From: PRMARJORAM on
My application is compiled in UNICODE. I am downloading webpages using
cyrillic characters for their content. Although these files themselves are
ASCII.

---
Based on the encoding setting within the webpage or the users browser
determines how the content is to be interpreted and then displayed when used
within a browser.
---

My problem is my CString containing this content is WCHAR and so I need to
convert 2 consecutive WCHAR to a single WCHAR to then get the correct
cyrillic code to display.

Im not clear how to walk through the string doing this, assuming it not
simply adding the two WCHAR values together?

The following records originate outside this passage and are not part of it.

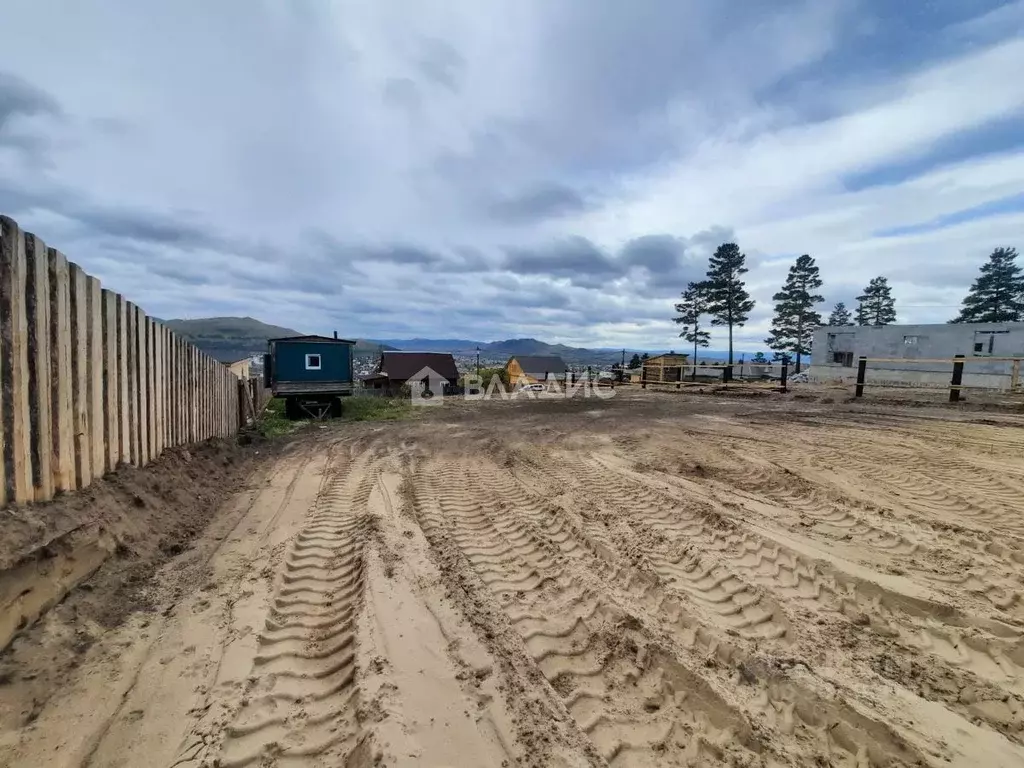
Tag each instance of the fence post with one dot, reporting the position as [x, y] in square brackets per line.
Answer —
[957, 378]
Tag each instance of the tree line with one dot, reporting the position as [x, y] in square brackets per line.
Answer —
[721, 299]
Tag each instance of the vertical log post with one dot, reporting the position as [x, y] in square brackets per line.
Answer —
[957, 378]
[861, 376]
[14, 366]
[40, 378]
[61, 401]
[80, 375]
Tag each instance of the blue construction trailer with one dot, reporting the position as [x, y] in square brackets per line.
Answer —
[311, 373]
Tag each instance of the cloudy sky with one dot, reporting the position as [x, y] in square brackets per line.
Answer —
[487, 170]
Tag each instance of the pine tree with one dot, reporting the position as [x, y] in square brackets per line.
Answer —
[795, 321]
[728, 302]
[997, 294]
[840, 315]
[877, 305]
[693, 305]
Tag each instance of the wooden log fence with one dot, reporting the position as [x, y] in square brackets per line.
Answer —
[88, 381]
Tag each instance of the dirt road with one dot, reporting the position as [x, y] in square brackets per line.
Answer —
[652, 580]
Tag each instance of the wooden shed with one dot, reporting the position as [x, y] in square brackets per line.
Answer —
[664, 369]
[536, 368]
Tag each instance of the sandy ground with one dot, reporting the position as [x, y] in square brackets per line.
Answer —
[652, 580]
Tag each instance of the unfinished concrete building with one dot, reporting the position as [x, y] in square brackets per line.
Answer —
[920, 354]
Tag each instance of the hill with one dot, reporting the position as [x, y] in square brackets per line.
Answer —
[231, 339]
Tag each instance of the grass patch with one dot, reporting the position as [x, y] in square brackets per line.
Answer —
[273, 422]
[376, 409]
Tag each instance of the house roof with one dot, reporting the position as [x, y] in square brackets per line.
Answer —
[666, 354]
[314, 337]
[401, 366]
[539, 365]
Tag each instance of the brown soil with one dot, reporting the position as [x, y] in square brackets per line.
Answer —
[658, 579]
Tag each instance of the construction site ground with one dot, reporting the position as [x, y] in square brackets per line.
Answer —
[655, 579]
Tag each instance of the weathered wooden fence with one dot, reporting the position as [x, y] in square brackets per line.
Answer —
[89, 382]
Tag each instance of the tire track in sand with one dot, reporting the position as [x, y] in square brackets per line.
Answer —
[994, 666]
[633, 699]
[777, 701]
[299, 702]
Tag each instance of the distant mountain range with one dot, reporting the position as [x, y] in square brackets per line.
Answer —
[230, 339]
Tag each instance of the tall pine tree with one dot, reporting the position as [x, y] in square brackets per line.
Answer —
[693, 305]
[840, 315]
[795, 321]
[877, 305]
[997, 294]
[728, 302]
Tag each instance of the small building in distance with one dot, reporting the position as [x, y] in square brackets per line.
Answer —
[242, 369]
[664, 369]
[536, 369]
[397, 369]
[310, 372]
[836, 350]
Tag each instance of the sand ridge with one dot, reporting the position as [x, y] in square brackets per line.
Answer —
[677, 583]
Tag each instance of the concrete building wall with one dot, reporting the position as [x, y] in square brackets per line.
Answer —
[836, 351]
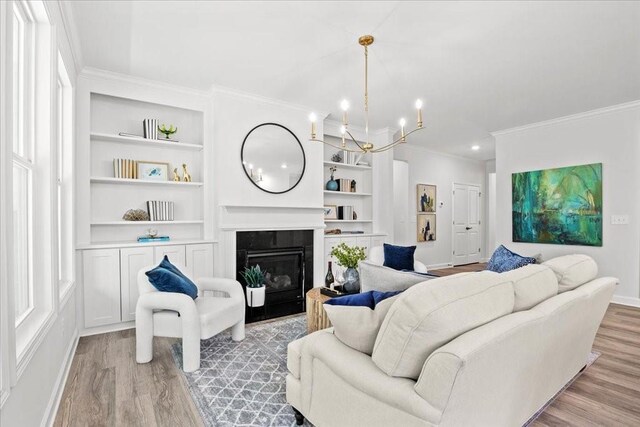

Can anyone clarify this issue?

Thanks.

From: David Wilkinson on
PRMARJORAM wrote:
> My application is compiled in UNICODE. I am downloading webpages using
> cyrillic characters for their content. Although these files themselves are
> ASCII.
>
> ---
> Based on the encoding setting within the webpage or the users browser
> determines how the content is to be interpreted and then displayed when used
> within a browser.
> ---
>
> My problem is my CString containing this content is WCHAR and so I need to
> convert 2 consecutive WCHAR to a single WCHAR to then get the correct
> cyrillic code to display.
>
> Im not clear how to walk through the string doing this, assuming it not
> simply adding the two WCHAR values together?
>
> Can anyone clarify this issue?

If you know the code page of the web site then you can convert to UTF-16
(Windows Unicode) using MultiByteToWideChar() function.

--
David Wilkinson
Visual C++ MVP
From: Giovanni Dicanio on
PRMARJORAM ha scritto:
> My application is compiled in UNICODE. I am downloading webpages using
> cyrillic characters for their content. Although these files themselves are
> ASCII.
[...]
> My problem is my CString containing this content is WCHAR and so I need to
> convert 2 consecutive WCHAR to a single WCHAR to then get the correct
> cyrillic code to display.


My understanding of your problem is as follows:

You have some text (coming from an ANSI webpage, using Cyrillic
codepage, i.e. something like Windows-1251).
This text is stored in an instance of CString, in a Unicode app (meaning
that CString is actually a CStringW, or if you are using Visual C++ 6,
CString is using WCHAR as TCHAR expansion).

You would like to have a CString with Unicode UTF-16 representation of
your Cyrillic characters.

Is this correct?

If so, I would use two passes conversions:

1. Convert your CString content from Unicode to ANSI, using your code
page (e.g. 1251).
You could use WideCharToMultiByte as David already suggested, or you may
use the easier CW2AEX helper class, specifiying proper code-page
identifier (e.g. 1251 for Windows-1251 Cyrillic) in the constructor.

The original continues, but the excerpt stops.